Italian professed religious

Claudia de Angelis (religious name: Claudia of the Cross; 5 April 1675 – 29 June 1715), was an Italian lay Dominican who founded the religious congregation Suore Cistercensi della Carità (Cistercian Sisters of Charity), current owners of Palace of the Popes in Anagni.

Much of De Angelis' life were recorded by the priest Giovanni Marangoni, who was her spiritual father and strong supporter, and published into a book entitled Vita di Suor Claudia De Angelis. Her canonization cause was opened on 26 June 1820. She is designated with the title "Servant of God".

==Biography==
De Angelis was born in Anagni on 5 April 1675 as the fourth child of six children. Her parents, Alessandro De Angelis and Elisabetta Spinelli, came from noble families. In her childhood, she suffered a fragile health and this was also due to her mother's neglect.

She immediately stood out for her strong spirituality and, around the age of 10, had her first vision of Jesus who spoke to her about a "heavenly marriage". It was from that moment that she had daily apparitions of Saint Catherine of Siena who, together with the Virgin Mary and Saint Rose of Viterbo, would become her teacher and spiritual guide.

Her fellow citizens, however, did not believe in these visions and considered her crazy and heretic.
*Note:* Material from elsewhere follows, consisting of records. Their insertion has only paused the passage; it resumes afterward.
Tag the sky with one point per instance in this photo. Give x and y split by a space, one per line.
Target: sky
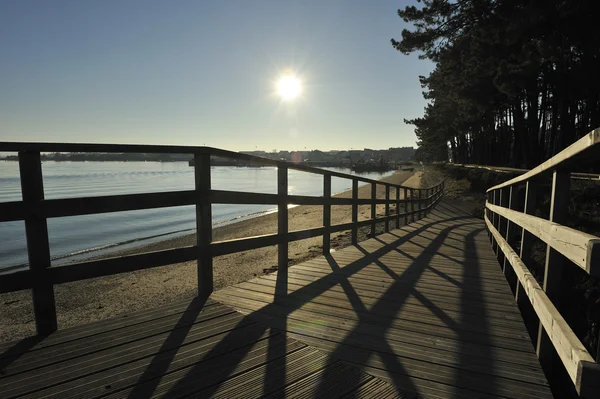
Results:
205 73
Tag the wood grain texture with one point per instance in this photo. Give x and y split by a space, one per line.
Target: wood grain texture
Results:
425 308
570 350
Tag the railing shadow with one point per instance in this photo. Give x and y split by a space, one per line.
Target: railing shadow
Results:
161 361
14 352
275 369
389 305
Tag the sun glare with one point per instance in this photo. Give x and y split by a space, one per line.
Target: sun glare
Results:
289 87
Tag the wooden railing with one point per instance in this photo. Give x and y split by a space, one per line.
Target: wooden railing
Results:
506 211
35 210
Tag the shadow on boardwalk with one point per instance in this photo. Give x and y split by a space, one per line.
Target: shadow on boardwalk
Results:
377 330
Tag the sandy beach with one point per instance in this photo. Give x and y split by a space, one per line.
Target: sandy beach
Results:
96 299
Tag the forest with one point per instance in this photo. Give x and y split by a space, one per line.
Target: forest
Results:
514 82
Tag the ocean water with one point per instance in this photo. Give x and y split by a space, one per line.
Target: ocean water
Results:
81 236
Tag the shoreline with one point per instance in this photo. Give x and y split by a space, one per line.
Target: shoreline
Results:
90 300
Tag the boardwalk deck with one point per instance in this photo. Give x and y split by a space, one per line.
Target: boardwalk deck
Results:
421 310
190 349
425 307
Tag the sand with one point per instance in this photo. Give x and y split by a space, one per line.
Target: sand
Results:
100 298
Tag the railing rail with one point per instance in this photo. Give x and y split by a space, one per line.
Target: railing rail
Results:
504 213
34 209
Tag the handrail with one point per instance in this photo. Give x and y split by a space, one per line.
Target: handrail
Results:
560 160
505 211
35 210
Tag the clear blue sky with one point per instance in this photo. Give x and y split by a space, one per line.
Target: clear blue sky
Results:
200 72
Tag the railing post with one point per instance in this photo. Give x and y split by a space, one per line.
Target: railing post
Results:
387 208
203 224
397 207
38 247
354 211
405 206
282 217
510 238
373 208
529 316
555 263
528 209
326 214
494 223
502 221
420 203
412 204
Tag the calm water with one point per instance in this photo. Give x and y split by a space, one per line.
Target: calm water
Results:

It was because of these judgments that De Angelis never openly expressed her thoughts and that she wanted to maintain a rather humble and reserved life, but continued doing what she loved most, taking care of others.

In 1698, some young women in Anagni began to follow her and build prayer group with her which pushed De Angelis to fulfill her promise to establish a religious school for female education. She joined the Third Order of Saint Dominic on December of the same year. On 25 May 1709, renting a house near the Church of Ss. Cosma and Damiano she founded the Pious School of Charity. It was placed under papal protection in 1713 by Pope Clement XI.

In March 1703, De Angelis moved first to Marino and, later, to Rome where she continued her work of educating women. There her health started to deteriorate compelling her to return to Anagni, but unfortunately it worsened in the following years. She died on 29 June 1715 in Rome after her physical condition definitively worsened with bedsores and the inability to eat and drink. Before dying she managed to definitively establish the regulations of the school, affiliate the teachers with the Cistercian Order and established its rules.

Her spiritual father, Giovanni Marangoni carried out De Angelis' wish of completing the construction of the pious schools.